Wednesday, July 12, 2017
Anatomy - Large LT (University of Glasgow)
Research in the social sciences has invested considerable effort into describing and analysing EU-lobbying as an organizational field that spans across the EU Member States and beyond. The focus has been placed on organizations (federations, individual representations, NGOs etc.), revealing a high degree of fragmentation and competition within the field. However, little evidence is available on the lobbying personnel. Preliminary studies have shown that EU-lobbyists are part of an occupational field that cuts across the cleavages and fragmentations of the organizational field of EU public affairs. For instance, lobbyists maintain close professional relations to many other colleagues, and their career patterns transgress segmentations between the organizations they have worked for. Brussels is thus a supranational arena that facilitates the emergence of a transnational community of professionals. This paper will deal with the gradual professionalization of EU-lobbyism and its implications for the field of public affairs.
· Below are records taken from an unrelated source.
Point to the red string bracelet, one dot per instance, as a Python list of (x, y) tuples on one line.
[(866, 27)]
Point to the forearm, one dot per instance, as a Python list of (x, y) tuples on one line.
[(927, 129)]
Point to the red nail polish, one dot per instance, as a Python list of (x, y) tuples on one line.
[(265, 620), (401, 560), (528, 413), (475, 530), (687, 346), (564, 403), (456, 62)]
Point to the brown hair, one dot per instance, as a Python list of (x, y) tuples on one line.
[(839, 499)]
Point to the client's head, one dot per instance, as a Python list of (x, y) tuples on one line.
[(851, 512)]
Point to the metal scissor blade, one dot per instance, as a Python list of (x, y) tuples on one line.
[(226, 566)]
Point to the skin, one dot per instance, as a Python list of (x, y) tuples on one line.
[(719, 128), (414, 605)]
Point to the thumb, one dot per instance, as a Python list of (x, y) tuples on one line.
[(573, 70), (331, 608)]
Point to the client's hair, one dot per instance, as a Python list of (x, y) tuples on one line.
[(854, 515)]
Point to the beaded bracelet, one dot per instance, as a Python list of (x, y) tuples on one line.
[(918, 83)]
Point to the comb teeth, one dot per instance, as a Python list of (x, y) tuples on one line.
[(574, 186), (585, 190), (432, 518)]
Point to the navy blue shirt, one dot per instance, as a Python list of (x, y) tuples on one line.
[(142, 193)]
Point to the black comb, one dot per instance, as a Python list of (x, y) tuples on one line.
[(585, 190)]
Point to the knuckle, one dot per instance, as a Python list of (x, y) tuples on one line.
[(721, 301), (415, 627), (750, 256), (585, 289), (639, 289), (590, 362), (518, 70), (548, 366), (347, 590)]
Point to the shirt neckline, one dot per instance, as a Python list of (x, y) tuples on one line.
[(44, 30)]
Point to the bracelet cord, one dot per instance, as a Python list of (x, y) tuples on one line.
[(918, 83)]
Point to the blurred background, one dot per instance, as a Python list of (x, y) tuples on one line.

Based on a standardized survey among public affairs professionals registered in the European Transparency Register, the paper will present new data about this professional field, its internal structures and cleavages. On the one hand, the paper will show how this occupational field develops cross-national structures of cooperation, and how it gradually integrates a highly contentious field of competing organizations. On the other hand, the paper will investigate the professional cleavages between contending occupational groups and interests (such as lawyers, social scientists, activists, self-made men etc.) in their aim to define the terms of what the rules of the game are about.